Lacking the resources of larger and longer established rivals, BMW adopted an evolutionary, 'mix and match' approach to model development. Thus the 326 employed the body style first seen on the interim 329 model, which was mechanically identical to the 319 of 1934. Introduced in 1936, the 326 was a landmark model of immense significance and the first BMW to have a box-section ladder-type frame rather than the traditional tubular variety, while its torsion bar rear springing was another first for the Bavarian manufacturer.
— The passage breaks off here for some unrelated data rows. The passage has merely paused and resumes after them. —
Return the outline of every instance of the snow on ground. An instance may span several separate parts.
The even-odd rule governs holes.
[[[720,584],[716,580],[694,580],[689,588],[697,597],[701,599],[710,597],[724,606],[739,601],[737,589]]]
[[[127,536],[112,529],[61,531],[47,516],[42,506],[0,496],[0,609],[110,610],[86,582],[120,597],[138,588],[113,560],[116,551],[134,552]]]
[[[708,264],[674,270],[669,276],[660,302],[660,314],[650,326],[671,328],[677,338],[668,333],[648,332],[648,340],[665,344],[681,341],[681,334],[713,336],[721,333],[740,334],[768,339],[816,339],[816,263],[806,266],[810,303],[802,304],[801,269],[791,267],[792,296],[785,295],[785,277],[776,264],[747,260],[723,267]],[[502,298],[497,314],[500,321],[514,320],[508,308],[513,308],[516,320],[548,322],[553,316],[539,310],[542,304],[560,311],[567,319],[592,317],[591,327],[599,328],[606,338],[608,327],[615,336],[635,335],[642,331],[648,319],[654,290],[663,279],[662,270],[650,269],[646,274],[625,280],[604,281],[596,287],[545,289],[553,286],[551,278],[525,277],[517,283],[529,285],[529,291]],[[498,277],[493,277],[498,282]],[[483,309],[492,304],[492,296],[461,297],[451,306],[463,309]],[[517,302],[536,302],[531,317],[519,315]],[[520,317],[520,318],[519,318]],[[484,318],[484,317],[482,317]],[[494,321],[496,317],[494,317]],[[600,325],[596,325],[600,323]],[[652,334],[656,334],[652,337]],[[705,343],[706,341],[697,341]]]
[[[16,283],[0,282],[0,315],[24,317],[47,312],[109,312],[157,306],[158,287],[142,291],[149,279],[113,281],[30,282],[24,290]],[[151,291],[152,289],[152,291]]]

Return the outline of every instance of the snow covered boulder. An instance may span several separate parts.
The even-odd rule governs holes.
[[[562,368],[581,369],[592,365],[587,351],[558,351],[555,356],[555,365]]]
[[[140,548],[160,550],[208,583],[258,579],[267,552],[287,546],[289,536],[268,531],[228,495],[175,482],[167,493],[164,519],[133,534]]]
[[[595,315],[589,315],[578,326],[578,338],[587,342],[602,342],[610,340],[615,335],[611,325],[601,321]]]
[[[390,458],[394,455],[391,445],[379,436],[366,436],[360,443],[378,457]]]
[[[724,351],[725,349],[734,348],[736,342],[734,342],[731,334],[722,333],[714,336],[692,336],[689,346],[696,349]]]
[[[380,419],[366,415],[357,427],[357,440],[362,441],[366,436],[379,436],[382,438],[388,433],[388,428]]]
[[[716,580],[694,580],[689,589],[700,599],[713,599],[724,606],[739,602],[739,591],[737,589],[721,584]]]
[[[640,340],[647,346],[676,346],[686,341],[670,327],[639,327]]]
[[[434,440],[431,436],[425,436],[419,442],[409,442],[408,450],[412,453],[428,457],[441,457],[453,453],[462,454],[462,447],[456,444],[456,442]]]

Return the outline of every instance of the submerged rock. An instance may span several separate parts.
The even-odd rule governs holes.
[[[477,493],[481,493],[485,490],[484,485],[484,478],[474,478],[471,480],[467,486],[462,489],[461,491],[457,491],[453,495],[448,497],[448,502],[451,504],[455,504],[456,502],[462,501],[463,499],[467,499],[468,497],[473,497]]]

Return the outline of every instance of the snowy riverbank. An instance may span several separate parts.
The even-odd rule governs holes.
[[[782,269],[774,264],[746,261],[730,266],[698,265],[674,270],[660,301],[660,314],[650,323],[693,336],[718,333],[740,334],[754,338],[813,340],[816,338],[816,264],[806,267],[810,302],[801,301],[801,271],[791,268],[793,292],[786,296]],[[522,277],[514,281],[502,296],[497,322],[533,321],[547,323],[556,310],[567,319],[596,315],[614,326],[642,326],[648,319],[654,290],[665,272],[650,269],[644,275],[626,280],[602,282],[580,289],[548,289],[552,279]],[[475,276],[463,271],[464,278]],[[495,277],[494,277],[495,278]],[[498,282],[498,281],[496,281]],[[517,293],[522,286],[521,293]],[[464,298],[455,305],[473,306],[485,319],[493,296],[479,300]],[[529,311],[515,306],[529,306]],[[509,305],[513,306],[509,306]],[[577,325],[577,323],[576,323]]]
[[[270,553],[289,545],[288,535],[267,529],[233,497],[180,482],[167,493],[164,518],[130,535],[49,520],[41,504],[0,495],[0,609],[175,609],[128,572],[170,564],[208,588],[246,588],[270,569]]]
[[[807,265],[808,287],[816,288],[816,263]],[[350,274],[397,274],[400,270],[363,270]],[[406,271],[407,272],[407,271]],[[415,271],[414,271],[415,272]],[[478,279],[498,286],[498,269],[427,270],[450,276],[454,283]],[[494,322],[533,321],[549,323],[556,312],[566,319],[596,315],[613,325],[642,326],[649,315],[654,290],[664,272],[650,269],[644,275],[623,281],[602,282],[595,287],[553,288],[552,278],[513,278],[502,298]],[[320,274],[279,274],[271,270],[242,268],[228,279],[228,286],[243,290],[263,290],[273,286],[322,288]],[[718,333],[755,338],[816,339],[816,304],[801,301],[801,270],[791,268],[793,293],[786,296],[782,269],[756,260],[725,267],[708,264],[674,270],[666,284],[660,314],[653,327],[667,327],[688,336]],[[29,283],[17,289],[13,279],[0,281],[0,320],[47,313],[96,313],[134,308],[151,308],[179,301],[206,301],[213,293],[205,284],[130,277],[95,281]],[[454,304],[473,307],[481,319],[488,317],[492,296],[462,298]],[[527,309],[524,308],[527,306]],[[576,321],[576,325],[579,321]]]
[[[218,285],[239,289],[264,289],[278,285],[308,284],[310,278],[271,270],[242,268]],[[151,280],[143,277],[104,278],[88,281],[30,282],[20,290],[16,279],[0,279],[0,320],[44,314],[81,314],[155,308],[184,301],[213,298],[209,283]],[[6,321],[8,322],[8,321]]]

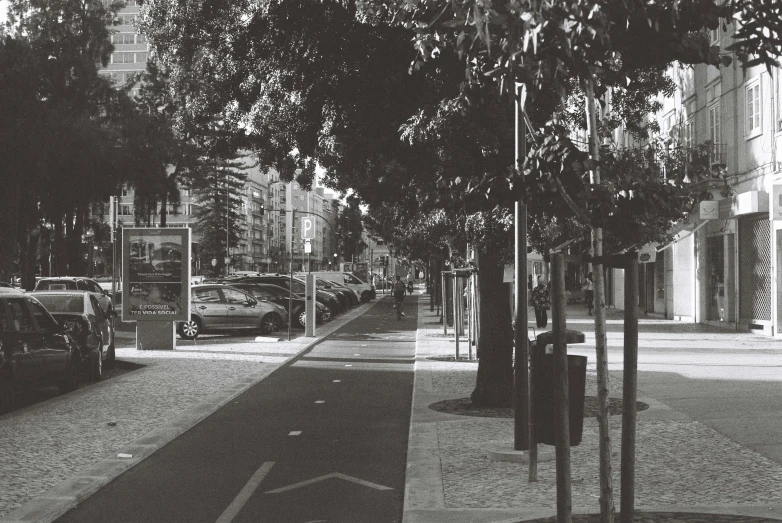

Boring out the block by 1mm increased the capacity of the well-tried overhead-valve six to 1,971cc and raised maximum power to 50bhp in single-carburettor form as installed in the 326. Other noteworthy developments included hydraulic brakes and a four-speed gearbox with freewheel on 1st and 2nd gears enabling clutch-less gear changes, a particularly useful feature in city traffic.
Motor Sport tested a BMW 326 in 1937 and despite the car's relatively modest top speed of 75-80mph (120-129km/h) found that it could be 'cruised up to this pace wherever conditions permit without sacrifice of economy or tune, and, as one has come to expect of all models of the marque, at such speeds engine and chassis are effortless and the coachwork unprotesting. The new engine has, in fact, been designed to be literally "unburstable".' It is hardly surprising, therefor, that the 326 proved such a success, almost 16,000 being sold up to 1941 when production ceased.
This matching numbers BMW 326 Cabriolet was delivered new in July 1938 to Runge, Glas & Cia of Buenos Aires, Argentina, as confirmed by the BMW Classic Certificate on file. The original exterior finish was Ivory. We are advised that five owners are known: the first in Argentina, the second in Italy, and the third in Sweden. The fourth owner, Mr Ian Donaldson of Odiham, Hampshire acquired the BMW in October 2014, at which time it was first registered in the UK (V5C on file). The current (fifth) owner purchased the car in April 2015 (sale contract on file) and last year replaced the battery and fuel pump. An older restoration, well maintained since, this beautiful BMW 326 Cabriolet is ideal for historic rallies and other classic car events.